Lance Hayashida/caltech
Although it’s fascinating to ponder whether a hidden planet many times the mass of Earth is slinking in the outer solar system, there are some alternative theories that attempt to explain the clustered orbits of extreme TNOs without employing Planet Nine. For example, some researchers suggest the orbit-perturbing effects of Planet Nine instead could be caused by a distant and massive disk of small, icy objects — or possibly even a baseball-sized primordial black hole of similar mass that was captured by the solar system.

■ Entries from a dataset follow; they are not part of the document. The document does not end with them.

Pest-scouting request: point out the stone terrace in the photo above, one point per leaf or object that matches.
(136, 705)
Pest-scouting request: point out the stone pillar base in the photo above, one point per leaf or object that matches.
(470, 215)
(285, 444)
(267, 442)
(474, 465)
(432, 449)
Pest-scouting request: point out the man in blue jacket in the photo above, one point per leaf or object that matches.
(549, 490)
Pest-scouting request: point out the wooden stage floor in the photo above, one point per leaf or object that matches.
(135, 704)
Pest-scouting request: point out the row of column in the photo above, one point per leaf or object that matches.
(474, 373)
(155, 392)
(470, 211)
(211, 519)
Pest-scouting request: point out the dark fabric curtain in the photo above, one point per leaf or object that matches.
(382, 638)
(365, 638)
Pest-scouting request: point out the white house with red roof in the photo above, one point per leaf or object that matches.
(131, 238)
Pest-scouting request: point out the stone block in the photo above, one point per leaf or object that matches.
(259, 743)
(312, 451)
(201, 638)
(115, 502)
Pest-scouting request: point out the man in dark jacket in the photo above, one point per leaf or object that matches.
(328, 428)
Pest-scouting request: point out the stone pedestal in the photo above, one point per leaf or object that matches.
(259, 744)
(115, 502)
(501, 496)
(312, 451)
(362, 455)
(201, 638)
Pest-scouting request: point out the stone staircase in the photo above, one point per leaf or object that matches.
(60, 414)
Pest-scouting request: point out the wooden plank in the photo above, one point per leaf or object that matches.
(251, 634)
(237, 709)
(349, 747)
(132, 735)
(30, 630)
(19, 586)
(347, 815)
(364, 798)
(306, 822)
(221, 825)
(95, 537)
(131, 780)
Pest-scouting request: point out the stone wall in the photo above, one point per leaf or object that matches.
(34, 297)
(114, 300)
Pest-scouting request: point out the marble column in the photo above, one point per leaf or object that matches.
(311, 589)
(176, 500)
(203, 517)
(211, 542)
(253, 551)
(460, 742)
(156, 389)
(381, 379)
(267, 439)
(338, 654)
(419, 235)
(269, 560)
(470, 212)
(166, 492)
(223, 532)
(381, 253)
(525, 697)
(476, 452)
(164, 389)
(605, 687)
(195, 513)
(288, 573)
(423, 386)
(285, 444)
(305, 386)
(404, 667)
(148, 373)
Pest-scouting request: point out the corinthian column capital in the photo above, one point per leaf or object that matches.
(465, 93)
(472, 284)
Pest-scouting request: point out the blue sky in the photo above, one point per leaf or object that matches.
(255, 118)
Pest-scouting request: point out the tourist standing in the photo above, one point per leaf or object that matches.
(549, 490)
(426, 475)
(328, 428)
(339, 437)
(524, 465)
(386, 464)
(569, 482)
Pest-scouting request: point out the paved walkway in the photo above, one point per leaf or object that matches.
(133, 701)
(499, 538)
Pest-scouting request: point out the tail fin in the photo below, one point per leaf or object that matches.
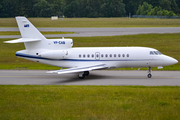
(27, 29)
(31, 37)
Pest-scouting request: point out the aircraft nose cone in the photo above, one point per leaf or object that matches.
(169, 61)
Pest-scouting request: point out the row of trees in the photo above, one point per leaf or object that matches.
(86, 8)
(147, 9)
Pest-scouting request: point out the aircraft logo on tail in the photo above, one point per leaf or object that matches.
(26, 25)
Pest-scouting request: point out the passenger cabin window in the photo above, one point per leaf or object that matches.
(151, 53)
(155, 53)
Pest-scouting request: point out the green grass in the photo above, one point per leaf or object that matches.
(45, 33)
(89, 103)
(168, 44)
(95, 22)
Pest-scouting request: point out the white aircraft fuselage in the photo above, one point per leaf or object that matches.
(59, 52)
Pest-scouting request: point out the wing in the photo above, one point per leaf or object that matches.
(80, 69)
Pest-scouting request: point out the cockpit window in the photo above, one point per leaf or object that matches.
(155, 53)
(151, 53)
(159, 52)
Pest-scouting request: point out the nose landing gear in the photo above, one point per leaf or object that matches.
(83, 74)
(149, 71)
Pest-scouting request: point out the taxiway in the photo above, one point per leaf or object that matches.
(103, 77)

However, “the planet hypothesis is the simplest and best explanation,” Sheppard says. “A massive disk might be possible, but we don’t see any massive disk out there, and if there were one, it would be harder to explain than just having one planet.” And as for the black hole theory, Batygin says, “the important thing to understand here is that all the calculations can tell us is the mass of Planet Nine, not its composition. So in principle, Planet Nine can be a planet, a potato, a black hole, a hamburger, etc., as long as the orbital parameters are right.”

So, although the existence and exact nature of Planet Nine is still up for debate, Sheppard’s team is currently carrying out the widest and deepest survey of the solar system ever to help find out for sure. “I always like to say it’s more likely than not that [Planet Nine] exists out there. I would say somewhere in the 80 to 90 percent range.” 

“The primary reason why I’m so excited about this work,” Batygin says, “is because there’s a near-term opportunity for observational determination one way or another.”

But for now, Sheppard says, “It’s exciting to be looking at sky that no one has ever imaged as deeply as we are. It’s like Forrest Gump said: Each image we take is like a box of chocolates, you never know what you are going to find.”